Teacher notes and timings

  • Rough timing across three lessons: Lesson 1 word parts plus common prefixes (sections 1 and 2), Lesson 2 common suffixes plus using parts to work out meaning (sections 3 and 4), Lesson 3 spelling changes plus the exit ticket (section 5 and assessment).
  • Language to keep saying: split it into parts, base word plus affix, then check it. These phrases pre-empt most of the misconceptions.
  • This unit teaches the suffix -ness even though the linked worksheets cover -ful, -less and -ly; add your own -ness examples (kindness, sadness, darkness) when you model section 3, since -ness is a high-value noun-making suffix.
  • Working out a word from its parts is the sister strategy to context clues, so this unit pairs naturally with the context-clue unit. Teach students to use word parts first and then confirm with the sentence.
  • Curriculum note: US Grade 4 sets out affixes and roots for both reading (RF.4.3.a) and meaning (L.4.4.b).
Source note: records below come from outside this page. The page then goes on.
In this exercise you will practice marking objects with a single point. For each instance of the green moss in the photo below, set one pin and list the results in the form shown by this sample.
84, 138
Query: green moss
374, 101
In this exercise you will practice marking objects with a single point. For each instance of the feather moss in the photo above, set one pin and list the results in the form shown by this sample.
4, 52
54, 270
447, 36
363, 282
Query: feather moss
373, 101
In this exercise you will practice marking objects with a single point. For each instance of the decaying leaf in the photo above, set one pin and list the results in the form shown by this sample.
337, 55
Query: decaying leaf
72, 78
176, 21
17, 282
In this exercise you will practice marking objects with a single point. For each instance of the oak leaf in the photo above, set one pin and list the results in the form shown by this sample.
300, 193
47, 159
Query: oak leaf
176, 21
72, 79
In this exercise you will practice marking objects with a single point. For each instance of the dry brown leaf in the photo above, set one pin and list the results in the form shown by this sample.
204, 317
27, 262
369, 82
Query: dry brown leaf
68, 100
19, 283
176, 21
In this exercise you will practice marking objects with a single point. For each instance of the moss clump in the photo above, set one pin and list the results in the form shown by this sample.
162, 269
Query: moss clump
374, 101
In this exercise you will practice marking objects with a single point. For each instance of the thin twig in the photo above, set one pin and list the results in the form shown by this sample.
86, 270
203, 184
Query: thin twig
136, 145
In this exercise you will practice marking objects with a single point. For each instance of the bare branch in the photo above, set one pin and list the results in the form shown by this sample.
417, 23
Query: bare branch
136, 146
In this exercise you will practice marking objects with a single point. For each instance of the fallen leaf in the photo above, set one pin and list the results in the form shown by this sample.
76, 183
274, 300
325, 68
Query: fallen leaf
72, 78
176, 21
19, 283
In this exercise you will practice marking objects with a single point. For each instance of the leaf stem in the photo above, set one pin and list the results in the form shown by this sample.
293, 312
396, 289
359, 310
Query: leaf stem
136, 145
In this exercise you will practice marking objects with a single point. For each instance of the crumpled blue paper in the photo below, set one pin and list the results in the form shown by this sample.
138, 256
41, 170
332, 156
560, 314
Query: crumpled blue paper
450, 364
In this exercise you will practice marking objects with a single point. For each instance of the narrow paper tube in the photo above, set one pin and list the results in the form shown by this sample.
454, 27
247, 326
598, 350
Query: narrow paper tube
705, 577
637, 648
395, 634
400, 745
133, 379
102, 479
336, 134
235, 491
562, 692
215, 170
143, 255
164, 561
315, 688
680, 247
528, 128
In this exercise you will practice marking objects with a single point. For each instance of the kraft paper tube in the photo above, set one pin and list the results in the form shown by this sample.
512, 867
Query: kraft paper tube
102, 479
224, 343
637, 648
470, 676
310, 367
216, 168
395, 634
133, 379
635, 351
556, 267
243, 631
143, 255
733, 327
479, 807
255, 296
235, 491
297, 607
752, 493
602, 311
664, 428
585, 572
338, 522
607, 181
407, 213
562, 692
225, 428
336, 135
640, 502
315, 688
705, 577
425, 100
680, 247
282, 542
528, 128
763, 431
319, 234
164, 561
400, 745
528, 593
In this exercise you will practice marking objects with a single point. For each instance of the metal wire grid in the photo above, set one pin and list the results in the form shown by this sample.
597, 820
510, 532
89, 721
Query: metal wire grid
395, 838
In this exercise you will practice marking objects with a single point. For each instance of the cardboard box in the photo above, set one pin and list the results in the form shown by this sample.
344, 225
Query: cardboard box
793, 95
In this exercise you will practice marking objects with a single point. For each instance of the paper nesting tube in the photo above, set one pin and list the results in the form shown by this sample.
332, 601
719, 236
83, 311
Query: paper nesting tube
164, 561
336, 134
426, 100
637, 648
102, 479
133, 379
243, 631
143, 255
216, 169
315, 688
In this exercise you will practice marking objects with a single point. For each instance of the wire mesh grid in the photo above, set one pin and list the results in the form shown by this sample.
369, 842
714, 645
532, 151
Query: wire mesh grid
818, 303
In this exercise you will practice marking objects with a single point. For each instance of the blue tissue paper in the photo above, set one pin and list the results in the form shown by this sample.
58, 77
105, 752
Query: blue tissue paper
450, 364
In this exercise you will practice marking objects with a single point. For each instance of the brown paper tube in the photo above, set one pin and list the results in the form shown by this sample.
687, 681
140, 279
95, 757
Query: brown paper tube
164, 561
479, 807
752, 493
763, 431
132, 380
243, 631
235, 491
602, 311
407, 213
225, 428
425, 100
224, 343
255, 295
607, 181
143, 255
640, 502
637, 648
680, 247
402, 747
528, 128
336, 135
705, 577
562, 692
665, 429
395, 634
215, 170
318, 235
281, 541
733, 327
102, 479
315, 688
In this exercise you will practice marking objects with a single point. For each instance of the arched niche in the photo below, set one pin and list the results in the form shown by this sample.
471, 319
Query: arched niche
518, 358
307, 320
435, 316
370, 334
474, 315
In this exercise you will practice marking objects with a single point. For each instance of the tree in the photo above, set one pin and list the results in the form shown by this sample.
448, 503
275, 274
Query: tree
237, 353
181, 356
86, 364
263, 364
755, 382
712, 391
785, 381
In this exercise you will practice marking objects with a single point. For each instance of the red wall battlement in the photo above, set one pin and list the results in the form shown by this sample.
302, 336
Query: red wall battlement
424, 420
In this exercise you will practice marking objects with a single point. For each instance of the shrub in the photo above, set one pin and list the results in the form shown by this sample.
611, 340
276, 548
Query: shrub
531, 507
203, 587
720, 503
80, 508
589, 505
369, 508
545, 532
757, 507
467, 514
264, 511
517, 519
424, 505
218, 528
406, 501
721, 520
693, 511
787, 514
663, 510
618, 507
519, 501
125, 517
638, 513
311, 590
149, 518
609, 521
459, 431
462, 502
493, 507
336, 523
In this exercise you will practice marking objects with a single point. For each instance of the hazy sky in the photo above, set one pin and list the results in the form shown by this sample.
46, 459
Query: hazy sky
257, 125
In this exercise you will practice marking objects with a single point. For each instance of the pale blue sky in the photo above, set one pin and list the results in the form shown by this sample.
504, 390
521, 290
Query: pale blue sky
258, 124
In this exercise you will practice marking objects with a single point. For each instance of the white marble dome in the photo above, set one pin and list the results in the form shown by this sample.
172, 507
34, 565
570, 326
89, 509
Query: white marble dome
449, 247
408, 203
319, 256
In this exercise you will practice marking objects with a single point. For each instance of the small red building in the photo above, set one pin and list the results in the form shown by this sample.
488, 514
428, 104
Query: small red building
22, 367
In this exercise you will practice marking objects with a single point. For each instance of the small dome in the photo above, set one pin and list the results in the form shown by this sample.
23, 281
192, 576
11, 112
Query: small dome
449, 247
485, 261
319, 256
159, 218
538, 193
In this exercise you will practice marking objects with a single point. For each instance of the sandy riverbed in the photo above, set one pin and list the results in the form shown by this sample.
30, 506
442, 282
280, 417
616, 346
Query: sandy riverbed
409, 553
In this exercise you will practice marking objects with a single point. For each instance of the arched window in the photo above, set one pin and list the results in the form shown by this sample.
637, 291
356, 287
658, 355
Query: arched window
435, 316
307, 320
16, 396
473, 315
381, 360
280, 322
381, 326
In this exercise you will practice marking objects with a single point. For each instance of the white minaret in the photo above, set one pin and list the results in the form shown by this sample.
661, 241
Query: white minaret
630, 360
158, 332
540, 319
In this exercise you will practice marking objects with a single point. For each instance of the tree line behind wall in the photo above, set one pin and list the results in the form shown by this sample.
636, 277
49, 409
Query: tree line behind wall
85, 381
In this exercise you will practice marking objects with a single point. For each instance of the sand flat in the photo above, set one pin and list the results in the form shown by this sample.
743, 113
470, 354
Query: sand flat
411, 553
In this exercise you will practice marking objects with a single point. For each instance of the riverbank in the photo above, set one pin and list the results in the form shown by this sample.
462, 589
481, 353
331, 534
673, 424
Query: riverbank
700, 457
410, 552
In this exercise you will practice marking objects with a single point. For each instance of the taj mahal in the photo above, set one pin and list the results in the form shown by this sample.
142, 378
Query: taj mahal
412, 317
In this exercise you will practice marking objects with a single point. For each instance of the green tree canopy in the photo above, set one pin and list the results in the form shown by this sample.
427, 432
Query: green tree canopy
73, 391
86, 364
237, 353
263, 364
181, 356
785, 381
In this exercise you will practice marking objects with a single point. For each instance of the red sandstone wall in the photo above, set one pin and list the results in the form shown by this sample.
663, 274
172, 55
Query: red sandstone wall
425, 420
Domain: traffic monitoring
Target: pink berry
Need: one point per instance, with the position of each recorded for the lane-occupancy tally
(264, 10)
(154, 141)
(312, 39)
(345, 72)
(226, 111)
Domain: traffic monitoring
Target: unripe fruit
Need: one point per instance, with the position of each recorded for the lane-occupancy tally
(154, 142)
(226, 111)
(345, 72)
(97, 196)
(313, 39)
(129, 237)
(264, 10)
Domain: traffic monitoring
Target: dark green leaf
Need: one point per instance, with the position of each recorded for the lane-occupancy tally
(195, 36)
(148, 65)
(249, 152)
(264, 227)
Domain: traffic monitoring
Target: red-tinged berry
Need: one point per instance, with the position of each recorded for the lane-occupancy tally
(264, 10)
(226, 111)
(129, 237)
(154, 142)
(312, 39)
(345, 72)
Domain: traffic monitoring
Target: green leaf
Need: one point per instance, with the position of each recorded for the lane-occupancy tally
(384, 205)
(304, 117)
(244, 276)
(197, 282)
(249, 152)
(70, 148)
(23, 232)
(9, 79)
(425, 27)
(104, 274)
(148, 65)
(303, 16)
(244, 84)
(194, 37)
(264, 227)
In ACARA v9, prefixes and suffixes sit within morphemic knowledge for reading (AC9E4LY09) and for spelling (AC9E4LY10). This unit maps to US Grade 4 and supports the ACARA morphology expectations, which build across the middle and upper primary years.
  • Present mode and print both work: use the Print button for a clean teacher copy or a student handout, and project words to split into parts and build together on the screen.